Note the difference here: for ordinary control flow, we no longer need to pass continuations around at all. It’s only in cases where we want to perform non-local control flow operations that we need to capture or invoke a continuation.

Here’s a more interesting example:

(define (proc-a)
  (begin
    (display 'a1)
    (switch)
    (display 'a2)
    (switch)
    (display 'a3)
    (switch)))
 
(define (proc-b _)
  (begin
    (display 'b1)
    (switch)
    (display 'b2)
    (switch)
    (display 'b3)
    (switch)))
 
(define other : (boxof (void -> 'a)) (box proc-b))
 
(define (switch)
  (call/cc
   (λ (k)
     (let ([other-k (unbox other)])
       (set-box! other k)
       (other-k (void))))))

What happens if we run (proc-a)? For sure, it begins by displaying 'a1, and then it calls switch, which captures the current continuation, puts it in the other box, and calls the procedure that used to be there (in this case, proc-b). This proceeds to display 'b1 and then call switch again. This stashes away the current continuation and calls the one that proc-a put there before. This "jumps out" of proc-b and back into where we were when we called switch from proc-a, so it next displays 'a2. The two routine continue "ping-ponging" like this, until each has printed the three symbols.

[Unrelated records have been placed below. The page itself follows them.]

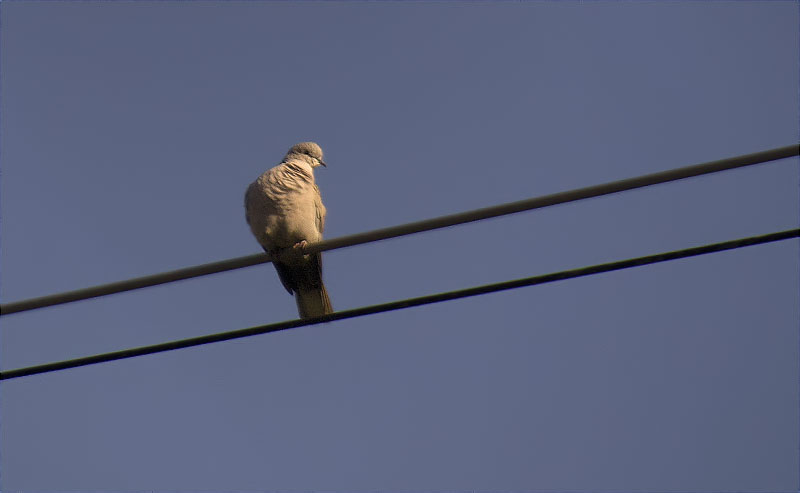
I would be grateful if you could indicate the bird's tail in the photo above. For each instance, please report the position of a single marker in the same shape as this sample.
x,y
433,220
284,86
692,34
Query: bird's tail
x,y
313,302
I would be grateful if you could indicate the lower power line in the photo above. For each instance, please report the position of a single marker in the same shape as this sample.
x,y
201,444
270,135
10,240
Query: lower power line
x,y
398,305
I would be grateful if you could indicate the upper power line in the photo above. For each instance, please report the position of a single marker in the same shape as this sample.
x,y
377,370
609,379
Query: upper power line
x,y
401,304
409,228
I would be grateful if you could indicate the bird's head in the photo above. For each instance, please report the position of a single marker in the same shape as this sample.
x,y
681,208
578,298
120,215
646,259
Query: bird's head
x,y
309,152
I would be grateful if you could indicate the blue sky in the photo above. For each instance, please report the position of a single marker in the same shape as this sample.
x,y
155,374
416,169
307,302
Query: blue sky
x,y
130,131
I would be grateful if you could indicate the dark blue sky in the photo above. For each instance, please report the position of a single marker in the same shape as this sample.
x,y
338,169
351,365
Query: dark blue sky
x,y
130,131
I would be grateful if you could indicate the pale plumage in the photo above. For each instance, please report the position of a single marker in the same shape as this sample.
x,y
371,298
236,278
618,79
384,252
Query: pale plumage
x,y
284,210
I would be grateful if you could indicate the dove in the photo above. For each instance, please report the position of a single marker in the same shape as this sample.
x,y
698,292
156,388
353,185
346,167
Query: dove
x,y
284,210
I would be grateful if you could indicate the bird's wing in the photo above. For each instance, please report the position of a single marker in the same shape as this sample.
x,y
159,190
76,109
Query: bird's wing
x,y
321,212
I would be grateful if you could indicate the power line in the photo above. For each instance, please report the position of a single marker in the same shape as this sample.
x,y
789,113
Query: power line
x,y
398,305
408,228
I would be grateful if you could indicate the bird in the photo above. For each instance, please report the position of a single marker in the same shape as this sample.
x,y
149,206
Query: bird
x,y
284,210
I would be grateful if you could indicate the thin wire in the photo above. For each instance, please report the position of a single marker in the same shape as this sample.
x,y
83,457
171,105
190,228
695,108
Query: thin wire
x,y
408,228
399,305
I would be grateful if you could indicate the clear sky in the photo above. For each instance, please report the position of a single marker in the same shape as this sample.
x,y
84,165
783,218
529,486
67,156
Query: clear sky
x,y
130,131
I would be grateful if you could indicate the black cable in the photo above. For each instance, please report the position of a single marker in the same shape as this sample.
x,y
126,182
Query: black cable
x,y
398,305
408,228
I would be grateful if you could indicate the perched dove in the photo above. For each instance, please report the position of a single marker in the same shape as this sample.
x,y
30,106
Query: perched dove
x,y
284,210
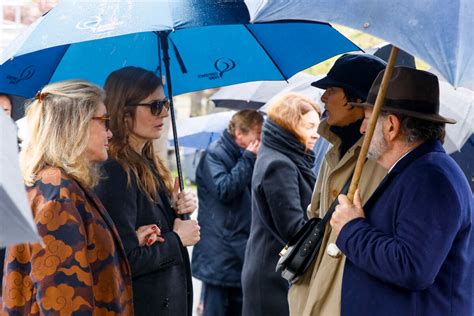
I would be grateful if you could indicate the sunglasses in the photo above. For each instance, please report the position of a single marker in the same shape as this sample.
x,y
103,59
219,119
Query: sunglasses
x,y
105,120
156,106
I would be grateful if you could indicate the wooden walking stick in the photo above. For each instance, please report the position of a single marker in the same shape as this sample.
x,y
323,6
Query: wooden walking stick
x,y
333,250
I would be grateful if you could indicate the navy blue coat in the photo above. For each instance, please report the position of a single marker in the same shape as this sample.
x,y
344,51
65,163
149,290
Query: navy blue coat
x,y
223,177
280,195
413,254
161,273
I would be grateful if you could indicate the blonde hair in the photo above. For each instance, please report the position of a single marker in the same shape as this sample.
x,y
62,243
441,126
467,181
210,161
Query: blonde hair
x,y
287,110
58,122
125,87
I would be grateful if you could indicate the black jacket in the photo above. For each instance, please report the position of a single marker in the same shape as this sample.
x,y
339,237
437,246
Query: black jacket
x,y
223,177
161,273
280,195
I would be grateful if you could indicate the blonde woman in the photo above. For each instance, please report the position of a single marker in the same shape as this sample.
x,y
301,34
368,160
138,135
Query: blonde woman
x,y
281,190
80,267
138,190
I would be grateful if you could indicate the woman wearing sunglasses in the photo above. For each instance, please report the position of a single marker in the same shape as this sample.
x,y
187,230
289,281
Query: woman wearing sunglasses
x,y
138,190
80,267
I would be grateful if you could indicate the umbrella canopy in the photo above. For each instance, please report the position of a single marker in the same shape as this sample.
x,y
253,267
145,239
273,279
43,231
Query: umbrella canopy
x,y
191,45
200,131
208,43
455,103
253,95
437,31
16,219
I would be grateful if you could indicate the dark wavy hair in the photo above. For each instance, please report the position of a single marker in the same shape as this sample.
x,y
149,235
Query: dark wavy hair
x,y
130,85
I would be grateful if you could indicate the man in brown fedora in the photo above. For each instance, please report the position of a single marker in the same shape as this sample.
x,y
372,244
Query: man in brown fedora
x,y
410,248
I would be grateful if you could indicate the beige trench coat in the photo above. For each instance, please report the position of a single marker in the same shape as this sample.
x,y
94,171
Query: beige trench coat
x,y
318,292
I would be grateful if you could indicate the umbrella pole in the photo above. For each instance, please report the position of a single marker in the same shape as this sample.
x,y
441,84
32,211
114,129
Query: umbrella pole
x,y
368,135
372,122
166,60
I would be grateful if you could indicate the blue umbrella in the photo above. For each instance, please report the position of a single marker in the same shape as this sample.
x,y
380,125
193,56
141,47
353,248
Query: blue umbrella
x,y
437,31
193,45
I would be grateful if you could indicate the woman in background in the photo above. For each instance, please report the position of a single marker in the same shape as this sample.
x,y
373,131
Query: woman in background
x,y
281,190
138,190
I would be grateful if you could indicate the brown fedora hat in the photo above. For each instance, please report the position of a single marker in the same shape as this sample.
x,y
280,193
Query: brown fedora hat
x,y
410,92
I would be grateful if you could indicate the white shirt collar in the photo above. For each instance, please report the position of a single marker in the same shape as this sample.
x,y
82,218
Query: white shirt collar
x,y
400,159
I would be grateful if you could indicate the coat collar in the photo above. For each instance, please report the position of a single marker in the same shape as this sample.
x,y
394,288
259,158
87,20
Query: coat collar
x,y
105,216
402,164
429,146
332,156
229,143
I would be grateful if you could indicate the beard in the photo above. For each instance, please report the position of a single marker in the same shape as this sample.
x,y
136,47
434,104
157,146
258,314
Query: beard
x,y
378,145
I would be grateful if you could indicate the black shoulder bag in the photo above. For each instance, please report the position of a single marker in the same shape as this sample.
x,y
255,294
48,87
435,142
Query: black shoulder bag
x,y
300,251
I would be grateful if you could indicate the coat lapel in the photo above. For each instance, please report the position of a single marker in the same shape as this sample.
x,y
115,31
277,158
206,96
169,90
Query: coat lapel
x,y
402,164
92,198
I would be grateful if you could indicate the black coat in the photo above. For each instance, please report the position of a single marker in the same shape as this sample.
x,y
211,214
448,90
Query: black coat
x,y
280,196
223,177
161,273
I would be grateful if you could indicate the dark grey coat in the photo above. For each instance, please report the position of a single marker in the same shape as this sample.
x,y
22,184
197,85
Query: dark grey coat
x,y
280,196
161,275
223,177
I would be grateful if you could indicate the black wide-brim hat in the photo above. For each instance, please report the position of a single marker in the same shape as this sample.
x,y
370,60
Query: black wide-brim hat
x,y
410,92
354,73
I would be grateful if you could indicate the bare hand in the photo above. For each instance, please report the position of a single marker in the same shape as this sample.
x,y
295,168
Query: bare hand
x,y
148,235
254,146
188,231
346,211
183,202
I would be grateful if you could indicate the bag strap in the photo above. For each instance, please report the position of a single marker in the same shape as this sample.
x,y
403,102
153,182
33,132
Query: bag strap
x,y
334,203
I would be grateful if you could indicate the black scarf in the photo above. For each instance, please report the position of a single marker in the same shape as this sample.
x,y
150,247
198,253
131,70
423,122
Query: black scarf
x,y
348,134
279,139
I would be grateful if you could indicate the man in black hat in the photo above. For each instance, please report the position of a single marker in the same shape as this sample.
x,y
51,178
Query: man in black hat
x,y
319,290
410,249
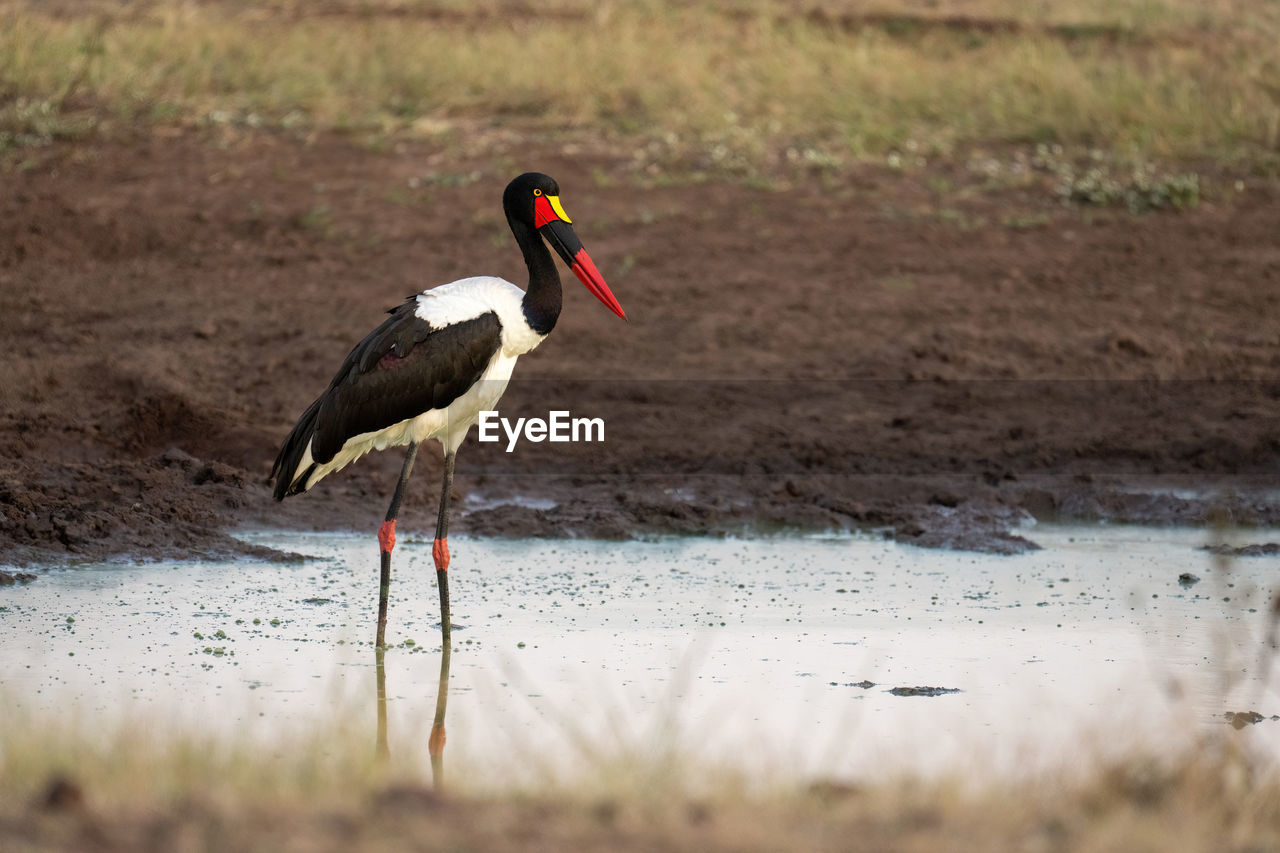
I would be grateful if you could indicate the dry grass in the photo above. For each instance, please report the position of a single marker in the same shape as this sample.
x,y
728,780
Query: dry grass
x,y
142,793
732,85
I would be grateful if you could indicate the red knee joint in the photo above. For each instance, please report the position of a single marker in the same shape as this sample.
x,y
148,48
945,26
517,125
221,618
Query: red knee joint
x,y
387,536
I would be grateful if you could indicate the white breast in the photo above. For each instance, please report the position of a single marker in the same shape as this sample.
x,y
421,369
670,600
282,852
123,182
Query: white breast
x,y
467,299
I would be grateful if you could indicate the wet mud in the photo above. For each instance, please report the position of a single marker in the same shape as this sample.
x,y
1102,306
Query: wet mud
x,y
822,355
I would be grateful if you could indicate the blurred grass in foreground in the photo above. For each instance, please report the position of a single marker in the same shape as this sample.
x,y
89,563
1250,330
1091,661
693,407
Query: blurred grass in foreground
x,y
149,792
730,86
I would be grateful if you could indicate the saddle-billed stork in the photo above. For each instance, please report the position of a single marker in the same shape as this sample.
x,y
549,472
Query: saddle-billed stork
x,y
438,361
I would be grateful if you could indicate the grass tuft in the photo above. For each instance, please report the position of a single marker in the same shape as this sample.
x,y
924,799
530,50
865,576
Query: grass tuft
x,y
730,87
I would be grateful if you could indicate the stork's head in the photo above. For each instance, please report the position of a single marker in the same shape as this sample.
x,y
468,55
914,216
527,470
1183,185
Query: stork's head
x,y
534,199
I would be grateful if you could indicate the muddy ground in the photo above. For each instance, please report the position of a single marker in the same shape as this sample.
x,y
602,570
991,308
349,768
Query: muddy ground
x,y
922,352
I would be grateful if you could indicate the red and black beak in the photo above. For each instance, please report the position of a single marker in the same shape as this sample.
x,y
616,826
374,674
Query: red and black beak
x,y
554,226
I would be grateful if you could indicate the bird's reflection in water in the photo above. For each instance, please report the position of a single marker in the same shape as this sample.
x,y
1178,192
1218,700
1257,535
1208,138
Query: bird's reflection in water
x,y
435,742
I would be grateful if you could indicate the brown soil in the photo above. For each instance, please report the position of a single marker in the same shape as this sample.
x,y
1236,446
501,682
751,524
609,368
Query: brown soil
x,y
860,351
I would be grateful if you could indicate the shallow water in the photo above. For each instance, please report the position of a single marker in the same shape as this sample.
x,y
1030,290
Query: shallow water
x,y
750,653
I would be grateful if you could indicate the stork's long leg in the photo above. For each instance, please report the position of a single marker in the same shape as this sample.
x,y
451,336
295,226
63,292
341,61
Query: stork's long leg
x,y
440,547
387,542
440,552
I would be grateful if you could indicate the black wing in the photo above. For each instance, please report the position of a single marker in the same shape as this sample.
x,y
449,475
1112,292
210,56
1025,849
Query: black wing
x,y
402,369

For another puzzler, try to figure out what happens if you remove the last call to switch from proc-b. (Hint: think about what the stack would have looked like the first time switch was called, and remember that the initial content of other-k was proc-b, which is an ordinary procedure, not a continuation.)

We also covered in class an example involving generators, but this is described in the text book, so we won’t repeat it here.